I guess I made the mistake of saying "to take pictures", because that pissed him off. Took down my information (name/address), then asked if I had a bell (trying to ticket me on something).

All of which failed.
Complained to the police board but they came back with the standard "he was in the right". Of course our local police don't have a shining past (or present) when it comes to being honest :\

Anonymous said...

"don't do the crime if you can't pay the fine" holds true IMHO, or rather don't be pissed if you get fined.

The danger with arguments for not respecting the law because they are stupid, is that you can justify anything with civil disobedience. That's exactly what drivers say when driving too fast ("30km/h speed limit: it's ridiculous, so I speed" blabla).

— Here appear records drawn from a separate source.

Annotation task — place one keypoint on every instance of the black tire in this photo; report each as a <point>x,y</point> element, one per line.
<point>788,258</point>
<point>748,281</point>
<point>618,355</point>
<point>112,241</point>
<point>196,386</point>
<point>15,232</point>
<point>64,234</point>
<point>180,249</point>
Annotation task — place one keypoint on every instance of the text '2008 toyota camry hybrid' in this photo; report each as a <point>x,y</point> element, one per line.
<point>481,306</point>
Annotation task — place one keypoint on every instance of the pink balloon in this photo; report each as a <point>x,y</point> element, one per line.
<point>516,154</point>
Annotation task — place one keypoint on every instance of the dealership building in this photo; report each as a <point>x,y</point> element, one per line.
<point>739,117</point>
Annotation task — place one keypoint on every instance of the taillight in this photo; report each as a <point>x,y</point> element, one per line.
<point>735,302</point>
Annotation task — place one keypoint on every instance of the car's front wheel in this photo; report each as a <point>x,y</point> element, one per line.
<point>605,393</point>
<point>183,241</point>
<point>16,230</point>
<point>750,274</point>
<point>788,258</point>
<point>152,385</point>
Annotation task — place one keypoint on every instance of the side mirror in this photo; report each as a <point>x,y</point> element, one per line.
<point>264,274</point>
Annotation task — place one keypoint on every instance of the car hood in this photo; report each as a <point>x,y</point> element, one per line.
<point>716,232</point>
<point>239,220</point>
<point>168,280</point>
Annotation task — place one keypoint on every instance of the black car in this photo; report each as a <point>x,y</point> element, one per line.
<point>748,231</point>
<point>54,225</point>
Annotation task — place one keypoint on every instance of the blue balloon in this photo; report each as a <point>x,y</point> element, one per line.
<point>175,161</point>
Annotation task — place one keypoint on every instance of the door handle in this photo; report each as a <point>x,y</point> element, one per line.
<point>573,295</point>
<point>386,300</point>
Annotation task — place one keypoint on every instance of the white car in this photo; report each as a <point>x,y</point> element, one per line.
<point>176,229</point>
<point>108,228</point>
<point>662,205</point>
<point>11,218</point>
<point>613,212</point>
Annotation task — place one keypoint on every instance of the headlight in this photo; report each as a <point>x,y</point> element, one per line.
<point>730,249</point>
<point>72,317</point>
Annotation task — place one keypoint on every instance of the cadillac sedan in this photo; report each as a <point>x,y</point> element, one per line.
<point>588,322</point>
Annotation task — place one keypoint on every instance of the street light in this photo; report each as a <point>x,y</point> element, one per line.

If you don't agree with the law, go to your local council and protest or vote for another party next time.
If you get fined for not having a helmet in Australia (I definitely would be fined), pay your fine and bring it to the local media!

Anonymous said...

"If you don't agree with the law, go to your local council and protest or vote for another party next time."

A citizen of a democracy has the right to protest or disregard laws that they disagreee with. Its called civil disobedience and it is something that is increasingly rare in the obedient populations of increasingly crypto-fascist western nations.